The problem management practice often discovers errors in third-party products used by the organization. The possibility of solving those errors, and the effectiveness of the solution, depends on multiple factors, including:
- the architecture of the solution
- the flexibility of the supplier
- the importance of the service relationship with the organization for the supplier
- the contract terms and conditions.
It is important to understand how the organization depends on third-party components and how it aims to establish effective and efficient collaboration with its key suppliers and partners around many activities, including those of the problem management practice.
Problem models should define how third parties are involved in problem control and how the organization ensures effective collaboration. This depends on the architecture and design solutions for products, services, and value streams. Quite often, after the correct model is selected for a problem, further consideration of third-party dependencies is needed within the processes of problem and error control.

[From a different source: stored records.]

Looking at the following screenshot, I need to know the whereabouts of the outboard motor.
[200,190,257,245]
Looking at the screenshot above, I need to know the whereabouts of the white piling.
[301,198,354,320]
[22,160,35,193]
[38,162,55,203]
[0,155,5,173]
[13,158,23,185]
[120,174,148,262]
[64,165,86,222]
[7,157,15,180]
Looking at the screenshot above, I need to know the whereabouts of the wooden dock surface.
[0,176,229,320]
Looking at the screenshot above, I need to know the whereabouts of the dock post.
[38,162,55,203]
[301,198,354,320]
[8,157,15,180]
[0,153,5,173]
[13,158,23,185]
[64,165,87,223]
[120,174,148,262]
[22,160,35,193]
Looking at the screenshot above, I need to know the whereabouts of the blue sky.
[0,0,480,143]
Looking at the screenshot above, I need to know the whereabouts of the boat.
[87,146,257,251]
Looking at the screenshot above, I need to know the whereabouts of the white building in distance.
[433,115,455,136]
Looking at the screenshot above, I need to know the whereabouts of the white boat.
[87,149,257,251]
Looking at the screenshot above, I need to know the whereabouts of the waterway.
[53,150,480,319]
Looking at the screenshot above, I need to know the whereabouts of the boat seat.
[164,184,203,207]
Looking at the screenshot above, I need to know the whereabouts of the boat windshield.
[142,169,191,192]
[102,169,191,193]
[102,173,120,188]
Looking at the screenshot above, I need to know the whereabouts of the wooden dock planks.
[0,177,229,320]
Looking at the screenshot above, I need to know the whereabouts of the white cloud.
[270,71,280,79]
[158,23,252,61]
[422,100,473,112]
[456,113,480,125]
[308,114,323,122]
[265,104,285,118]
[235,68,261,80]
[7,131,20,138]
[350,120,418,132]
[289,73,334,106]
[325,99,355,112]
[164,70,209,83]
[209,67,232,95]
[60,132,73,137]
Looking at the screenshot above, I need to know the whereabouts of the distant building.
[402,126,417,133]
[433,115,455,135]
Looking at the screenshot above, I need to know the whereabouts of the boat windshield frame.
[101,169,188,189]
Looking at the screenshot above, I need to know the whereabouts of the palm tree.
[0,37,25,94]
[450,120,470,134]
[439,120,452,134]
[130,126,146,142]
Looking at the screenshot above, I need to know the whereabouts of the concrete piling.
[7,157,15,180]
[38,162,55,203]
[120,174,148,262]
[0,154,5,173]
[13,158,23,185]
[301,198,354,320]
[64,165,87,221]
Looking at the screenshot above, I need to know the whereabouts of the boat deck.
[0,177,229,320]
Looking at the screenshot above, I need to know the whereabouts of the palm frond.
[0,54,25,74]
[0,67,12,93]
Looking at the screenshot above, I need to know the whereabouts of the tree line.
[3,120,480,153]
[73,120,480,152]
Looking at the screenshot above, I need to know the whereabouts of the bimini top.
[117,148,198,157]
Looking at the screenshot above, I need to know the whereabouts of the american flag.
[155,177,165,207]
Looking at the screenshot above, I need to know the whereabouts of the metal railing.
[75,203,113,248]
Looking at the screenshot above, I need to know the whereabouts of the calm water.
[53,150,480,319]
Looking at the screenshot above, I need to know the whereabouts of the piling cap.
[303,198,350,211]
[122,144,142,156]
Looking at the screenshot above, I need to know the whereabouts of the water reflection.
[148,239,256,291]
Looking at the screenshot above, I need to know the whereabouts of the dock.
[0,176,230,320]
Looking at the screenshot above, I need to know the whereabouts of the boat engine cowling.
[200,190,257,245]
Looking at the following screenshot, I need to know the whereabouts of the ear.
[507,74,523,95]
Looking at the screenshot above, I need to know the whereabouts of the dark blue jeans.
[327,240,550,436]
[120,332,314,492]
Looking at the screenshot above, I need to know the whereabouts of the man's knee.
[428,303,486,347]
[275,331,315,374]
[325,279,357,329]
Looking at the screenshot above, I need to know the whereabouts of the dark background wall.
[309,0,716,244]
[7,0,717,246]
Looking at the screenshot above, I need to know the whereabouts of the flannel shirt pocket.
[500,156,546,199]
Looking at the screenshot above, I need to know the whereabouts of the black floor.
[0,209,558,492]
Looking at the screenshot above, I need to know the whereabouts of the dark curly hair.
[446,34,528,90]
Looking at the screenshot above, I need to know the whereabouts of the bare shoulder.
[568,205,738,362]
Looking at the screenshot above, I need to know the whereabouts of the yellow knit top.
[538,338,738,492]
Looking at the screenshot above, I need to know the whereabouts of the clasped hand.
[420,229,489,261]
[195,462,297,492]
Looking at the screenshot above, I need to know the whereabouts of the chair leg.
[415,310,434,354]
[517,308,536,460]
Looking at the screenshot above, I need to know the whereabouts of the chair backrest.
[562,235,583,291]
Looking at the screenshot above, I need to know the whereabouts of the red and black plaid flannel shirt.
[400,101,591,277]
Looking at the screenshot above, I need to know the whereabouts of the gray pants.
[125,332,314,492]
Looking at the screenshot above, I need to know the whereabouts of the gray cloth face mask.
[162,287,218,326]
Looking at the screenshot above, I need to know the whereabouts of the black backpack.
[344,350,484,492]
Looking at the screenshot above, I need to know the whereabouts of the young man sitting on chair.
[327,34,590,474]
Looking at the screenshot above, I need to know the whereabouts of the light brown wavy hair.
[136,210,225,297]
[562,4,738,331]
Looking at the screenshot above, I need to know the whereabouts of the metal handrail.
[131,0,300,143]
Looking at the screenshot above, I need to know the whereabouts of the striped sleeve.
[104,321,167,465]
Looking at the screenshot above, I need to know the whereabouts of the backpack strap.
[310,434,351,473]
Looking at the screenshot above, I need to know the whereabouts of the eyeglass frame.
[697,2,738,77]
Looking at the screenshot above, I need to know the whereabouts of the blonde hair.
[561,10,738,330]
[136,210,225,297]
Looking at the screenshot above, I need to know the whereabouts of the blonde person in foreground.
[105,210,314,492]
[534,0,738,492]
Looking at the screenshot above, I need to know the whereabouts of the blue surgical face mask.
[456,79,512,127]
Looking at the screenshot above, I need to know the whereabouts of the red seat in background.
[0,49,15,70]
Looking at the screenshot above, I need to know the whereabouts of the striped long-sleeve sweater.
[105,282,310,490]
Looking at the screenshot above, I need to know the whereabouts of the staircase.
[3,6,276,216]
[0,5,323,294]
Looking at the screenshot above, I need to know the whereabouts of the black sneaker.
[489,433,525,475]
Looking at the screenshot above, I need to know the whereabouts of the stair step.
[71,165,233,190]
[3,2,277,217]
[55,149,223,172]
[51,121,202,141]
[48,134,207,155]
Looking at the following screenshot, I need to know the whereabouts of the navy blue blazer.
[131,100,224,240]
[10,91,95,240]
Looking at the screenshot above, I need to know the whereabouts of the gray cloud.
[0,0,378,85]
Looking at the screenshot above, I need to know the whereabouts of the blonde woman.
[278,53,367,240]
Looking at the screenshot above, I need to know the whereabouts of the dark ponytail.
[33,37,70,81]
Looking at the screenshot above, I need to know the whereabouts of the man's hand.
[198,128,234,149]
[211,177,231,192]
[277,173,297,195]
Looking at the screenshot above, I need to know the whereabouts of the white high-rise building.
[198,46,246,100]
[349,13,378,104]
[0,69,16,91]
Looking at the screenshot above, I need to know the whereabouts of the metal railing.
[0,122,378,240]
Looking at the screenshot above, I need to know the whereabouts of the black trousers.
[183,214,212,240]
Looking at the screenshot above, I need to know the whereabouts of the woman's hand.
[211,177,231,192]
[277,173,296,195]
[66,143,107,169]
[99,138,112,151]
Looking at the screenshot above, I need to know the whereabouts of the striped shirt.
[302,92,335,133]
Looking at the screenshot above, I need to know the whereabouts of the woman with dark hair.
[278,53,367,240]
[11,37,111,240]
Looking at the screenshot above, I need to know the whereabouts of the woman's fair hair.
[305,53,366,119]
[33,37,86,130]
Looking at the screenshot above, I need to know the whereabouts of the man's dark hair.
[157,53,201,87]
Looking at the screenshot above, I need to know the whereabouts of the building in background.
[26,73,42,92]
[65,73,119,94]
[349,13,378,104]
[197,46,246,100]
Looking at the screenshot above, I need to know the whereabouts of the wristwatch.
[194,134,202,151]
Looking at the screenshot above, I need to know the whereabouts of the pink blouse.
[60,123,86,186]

Where organizations aim to ensure fast and effective problem management, they usually try to agree close cooperation with their partners and suppliers, removing formal bureaucratic barriers in communication, collaboration, and decision-making (see the supplier management practice guide for more information).
7. Important reminder
Most of the content of the practice guides should be taken as a suggestion of areas that an organization might consider when establishing and nurturing their own practices. The practice guides are catalogues of topics that organizations might think about, not a list of answers. When using the content of the practice guides, organizations should always follow the ITIL guiding principles:
- focus on value
- start where you are
- progress iteratively with feedback
- collaborate and promote visibility
- think and work holistically
- keep it simple and practical
- optimize and automate.
More information on the guiding principles and their application can be found in section 4.3 of ITIL Foundation: ITIL 4 Edition.